Note: RiboDetector uses multiprocessing with shared memory, thus the memory use of a single process indicated in htop or top is actually the total memory used by RiboDector. Some job submission system like SGE mis-calculated the total memory use by adding up the memory use of all process. If you see this do not worry it will cause out of memory issue.

FAQ

  1. What should I set for -l when I have reads with variable length?

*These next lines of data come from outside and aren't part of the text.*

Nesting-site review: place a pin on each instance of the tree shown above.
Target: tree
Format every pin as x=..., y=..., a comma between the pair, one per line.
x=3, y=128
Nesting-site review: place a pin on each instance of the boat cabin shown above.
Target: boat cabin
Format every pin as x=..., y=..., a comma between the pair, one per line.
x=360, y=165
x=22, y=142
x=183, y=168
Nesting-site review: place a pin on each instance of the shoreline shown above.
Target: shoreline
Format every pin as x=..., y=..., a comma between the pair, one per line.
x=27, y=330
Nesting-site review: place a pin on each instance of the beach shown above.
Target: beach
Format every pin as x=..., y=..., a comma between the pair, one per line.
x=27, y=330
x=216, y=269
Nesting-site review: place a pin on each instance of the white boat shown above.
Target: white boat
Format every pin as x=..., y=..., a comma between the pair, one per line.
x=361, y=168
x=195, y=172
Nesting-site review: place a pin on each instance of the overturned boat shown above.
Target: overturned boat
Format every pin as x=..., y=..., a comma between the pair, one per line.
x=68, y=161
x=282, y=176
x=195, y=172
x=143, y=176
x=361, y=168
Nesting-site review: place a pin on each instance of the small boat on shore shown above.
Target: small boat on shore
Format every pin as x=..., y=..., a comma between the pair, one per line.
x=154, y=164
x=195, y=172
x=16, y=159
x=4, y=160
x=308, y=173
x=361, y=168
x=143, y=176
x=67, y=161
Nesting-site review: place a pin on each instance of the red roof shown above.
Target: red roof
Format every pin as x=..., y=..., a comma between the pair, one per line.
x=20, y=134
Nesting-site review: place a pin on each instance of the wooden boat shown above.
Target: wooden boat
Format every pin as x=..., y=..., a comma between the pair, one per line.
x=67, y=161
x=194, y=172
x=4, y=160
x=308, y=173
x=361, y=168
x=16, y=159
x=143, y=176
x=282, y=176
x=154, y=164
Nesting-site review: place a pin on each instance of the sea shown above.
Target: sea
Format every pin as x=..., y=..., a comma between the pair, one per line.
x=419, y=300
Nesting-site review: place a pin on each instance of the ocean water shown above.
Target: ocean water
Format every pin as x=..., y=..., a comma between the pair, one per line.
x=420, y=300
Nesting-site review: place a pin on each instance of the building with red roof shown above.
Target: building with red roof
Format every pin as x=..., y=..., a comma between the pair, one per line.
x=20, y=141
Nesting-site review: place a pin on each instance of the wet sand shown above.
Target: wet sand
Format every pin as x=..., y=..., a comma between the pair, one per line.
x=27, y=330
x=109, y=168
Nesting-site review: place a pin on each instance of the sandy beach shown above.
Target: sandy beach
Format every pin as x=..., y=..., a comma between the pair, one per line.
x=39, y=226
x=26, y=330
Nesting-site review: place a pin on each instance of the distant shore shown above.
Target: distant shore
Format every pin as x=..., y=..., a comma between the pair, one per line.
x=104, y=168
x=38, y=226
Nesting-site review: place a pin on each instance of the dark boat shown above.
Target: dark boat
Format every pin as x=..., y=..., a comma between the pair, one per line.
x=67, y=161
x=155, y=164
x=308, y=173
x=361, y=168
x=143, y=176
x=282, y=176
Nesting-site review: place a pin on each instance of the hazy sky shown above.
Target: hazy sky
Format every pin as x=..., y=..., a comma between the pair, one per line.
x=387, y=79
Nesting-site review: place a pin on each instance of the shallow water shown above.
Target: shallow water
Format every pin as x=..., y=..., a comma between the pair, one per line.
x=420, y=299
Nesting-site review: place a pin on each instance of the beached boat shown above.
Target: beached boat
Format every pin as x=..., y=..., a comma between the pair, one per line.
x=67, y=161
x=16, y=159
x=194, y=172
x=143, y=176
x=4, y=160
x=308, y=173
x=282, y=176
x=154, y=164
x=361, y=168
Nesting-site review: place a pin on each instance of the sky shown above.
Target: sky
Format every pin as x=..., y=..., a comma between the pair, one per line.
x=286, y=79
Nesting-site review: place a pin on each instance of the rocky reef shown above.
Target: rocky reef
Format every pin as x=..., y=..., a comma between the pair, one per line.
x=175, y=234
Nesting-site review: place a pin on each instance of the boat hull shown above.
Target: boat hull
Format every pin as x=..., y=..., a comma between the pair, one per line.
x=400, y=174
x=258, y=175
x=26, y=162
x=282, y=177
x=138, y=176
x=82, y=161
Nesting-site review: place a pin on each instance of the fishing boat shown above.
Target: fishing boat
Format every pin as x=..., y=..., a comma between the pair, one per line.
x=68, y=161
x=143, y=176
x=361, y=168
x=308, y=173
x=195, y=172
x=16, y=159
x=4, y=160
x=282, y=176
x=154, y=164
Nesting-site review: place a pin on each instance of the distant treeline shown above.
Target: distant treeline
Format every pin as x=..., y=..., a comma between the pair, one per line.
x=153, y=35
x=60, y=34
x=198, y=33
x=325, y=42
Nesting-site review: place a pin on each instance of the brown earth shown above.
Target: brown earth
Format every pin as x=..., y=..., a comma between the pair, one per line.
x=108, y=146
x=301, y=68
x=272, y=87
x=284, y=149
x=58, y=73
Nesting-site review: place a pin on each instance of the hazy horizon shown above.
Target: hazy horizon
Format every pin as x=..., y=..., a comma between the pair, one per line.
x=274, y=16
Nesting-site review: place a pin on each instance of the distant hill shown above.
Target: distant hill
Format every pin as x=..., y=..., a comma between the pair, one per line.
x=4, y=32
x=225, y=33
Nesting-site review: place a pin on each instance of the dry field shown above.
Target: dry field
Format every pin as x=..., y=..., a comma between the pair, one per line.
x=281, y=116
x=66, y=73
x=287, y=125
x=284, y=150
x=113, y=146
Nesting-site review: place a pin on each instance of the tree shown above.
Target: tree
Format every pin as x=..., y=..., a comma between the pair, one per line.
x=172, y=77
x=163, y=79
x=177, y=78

You can set the -l parameter to the mean read length if you have reads with variable length. The mean read length can be computed with seqkit stats. This parameter tells how many bases will be used to capture the sequences patterns for classification.

  1. How does -e parameter work? What should I set (rrna, norrna, none, both)?

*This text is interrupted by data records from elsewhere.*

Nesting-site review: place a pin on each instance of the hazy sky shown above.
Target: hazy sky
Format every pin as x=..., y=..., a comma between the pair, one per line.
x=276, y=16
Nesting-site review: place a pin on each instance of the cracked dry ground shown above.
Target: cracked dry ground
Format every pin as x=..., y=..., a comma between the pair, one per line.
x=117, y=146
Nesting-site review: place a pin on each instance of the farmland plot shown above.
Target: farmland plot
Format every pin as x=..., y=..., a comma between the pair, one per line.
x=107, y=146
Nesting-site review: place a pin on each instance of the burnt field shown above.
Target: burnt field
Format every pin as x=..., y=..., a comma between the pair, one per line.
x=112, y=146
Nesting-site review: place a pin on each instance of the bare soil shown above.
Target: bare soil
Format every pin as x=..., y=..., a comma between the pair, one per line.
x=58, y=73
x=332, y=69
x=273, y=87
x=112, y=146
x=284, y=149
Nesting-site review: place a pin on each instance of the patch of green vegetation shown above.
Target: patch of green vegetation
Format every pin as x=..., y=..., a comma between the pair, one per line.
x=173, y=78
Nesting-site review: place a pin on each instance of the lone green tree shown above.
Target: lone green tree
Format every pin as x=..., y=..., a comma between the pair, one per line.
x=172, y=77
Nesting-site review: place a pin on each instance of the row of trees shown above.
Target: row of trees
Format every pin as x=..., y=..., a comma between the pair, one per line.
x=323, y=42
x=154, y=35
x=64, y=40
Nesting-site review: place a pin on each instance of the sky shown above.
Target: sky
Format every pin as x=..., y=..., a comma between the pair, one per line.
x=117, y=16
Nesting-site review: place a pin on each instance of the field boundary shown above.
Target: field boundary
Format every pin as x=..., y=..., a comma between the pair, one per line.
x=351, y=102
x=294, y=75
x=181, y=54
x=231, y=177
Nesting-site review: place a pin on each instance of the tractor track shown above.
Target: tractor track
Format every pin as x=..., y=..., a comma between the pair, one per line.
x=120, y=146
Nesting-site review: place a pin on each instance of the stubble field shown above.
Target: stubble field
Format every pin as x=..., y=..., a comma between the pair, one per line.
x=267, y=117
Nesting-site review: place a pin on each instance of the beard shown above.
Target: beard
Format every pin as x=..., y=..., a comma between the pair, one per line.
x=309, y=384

This parameter is only necessary for paired end reads. When setting to rrna, the paired read ends will be predicted as rRNA only if both ends were classified as rRNA. If you want to identify or remove rRNAs with high confidence, you should set it to rrna. Conversely, norrna will predict the read pair as nonrRNA only if both ends were classified as nonrRNA. This setting will only output nonrRNAs with high confidence. both will discard the read pairs with two ends classified inconsistently, only pairs with concordant prediction will be reported in the corresponding output. none will take the mean of the probabilities of both ends and decide the final prediction. This is also the default setting.

  1. I have very large input file but limited memory, what should I do?

You can set the --chunk_size parameter which specifies how many reads the software load into memory once.

  1. What should I do if RiboDetector hangs with SLURM?

The most likely cause is that the requested computational resource is not sufficient for the input file. You need to make sure you specified --cpus-per-task to the number you CPU cores you want to use and set --threads-per-core to 1 in the SLURM submission script or command. If the issue remains, you can try to reduce the memory use by setting --chunk_size parameter in ribodetector or ribodetector_cpu command.

Citation

Deng ZL, Münch PC, Mreches R, McHardy AC. Rapid and accurate detection of ribosomal RNA sequences using deep learning. Nucleic Acids Research. 2022. (https://doi.org/10.1093/nar/gkac112)

Acknowledgements

The scripts from the base dir were from the template pytorch-template by Victor Huang and other contributors.